Today, Hannah Ropes and Louisa May Alcott help change military medicine. The University of Houston's College of Engineering presents this series about the machines that make our civilization run, and the people whose ingenuity created them.
Just after her 30th birthday in 1862, Louisa May Alcott arrived at the Union Hospital in Georgetown to work as a nurse. She was just in time to meet the wounded pouring in from the lost Battle of Fredricksburg.
Women nurses had been held in a class with prostitutes only a decade before. Then Florence Nightingale brought her powerful organizational skills to bear on nursing. So now the Union Army began accepting women whom they deemed to be "of good conduct" to help cope with the slaughter.
In the wake of that Civil War experience, Alcott wrote her first important work, Hospital Sketches. She clearly admired her supervisor, a strong woman named Hannah Ropes. Hannah Ropes had shown up as the new matron of nurses just after her 53rd birthday. And that was only five months before Alcott came to work.
Ropes had flown her radical colors early in life. Like Nightingale, her religious convictions were both strong and radical. Like Alcott, she was passionately opposed to slavery.
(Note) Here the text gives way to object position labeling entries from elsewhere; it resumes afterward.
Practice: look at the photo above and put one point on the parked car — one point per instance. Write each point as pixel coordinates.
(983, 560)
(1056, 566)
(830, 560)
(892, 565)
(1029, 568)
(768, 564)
She entered a world where the wounded soldier was treated with brutal indifference -- like so much cord wood. She saw her role as being mother to those poor wretches. Like a good mother, she took off ruthlessly after the people in charge of the system. And she knew women would have to carve out a place in this male world. That would be the only way we could -- in her words -- bring "the race up into broader vantage ground."
When she got no help from the surgeon in charge of the hospital, she went straight to Secretary of War Stanton. Stanton listened. Then he fired the chief surgeon. And so ran the reforms that would eventually civilize military medical care.
For the last six months of her life, Hannah Ropes dove into this ghastly charnel house and changed it. Listen as her young apprentice, Alcott, tells the flavor of it:
The sight of stretchers, each with its legless, armless, or desperately wounded occupant, admonished me that I was there to work, not to wonder or to weep; so I corked my feelings.
Later she says,
The merciful magic of ether was not [used today]. It's all very well to talk of the patience of woman, but the endurance of these men, under trials of the flesh ... their fortitude seemed contagious, though I often longed to groan for them, while the bed shook with the irrepressible tremor of their tortured bodies.
In January, 1863, both women caught typhoid pneumonia -- the major killer of wounded soldiers. Alcott hovered between life and death while she watched Ropes die of the disease. So ended both their brief nursing careers. But not before they'd moved in with the furious energy that only real zealots bring to a task -- not before they'd helped redefine what hospital care ought to be.
I'm John Lienhard, at the University of Houston, where we're interested in the way inventive minds work.
(Theme music)
Brumgardt, J.R., Civil War Nurse: the Diary and Letters of Hannah Ropes. Knoxville: The University of Tennessee Press, 1980.
Alcott, L.M., Hospital Sketches. (Bessie Z. Jones, ed.). Cambridge, MA: Harvard University Press, 1960. (I've abridged the quotations from this source that I've used above.)
Stern, M.B., Louisa May Alcott. Norman: University of Oklahoma Press, 1950.
Cheney, E.D., Louisa May Alcott: Her Life, Letters, and Journals. Boston: Roberts Brothers, 1889.
Shields, E.A., Highlights in the History of the Army Nurse Corps. Washington, D.C.: U.S. Army Center of Military History, 1981.
Seymer, L.R., Selected Writings of Florence Nightingale. New York: The Macmillan Company, 1954.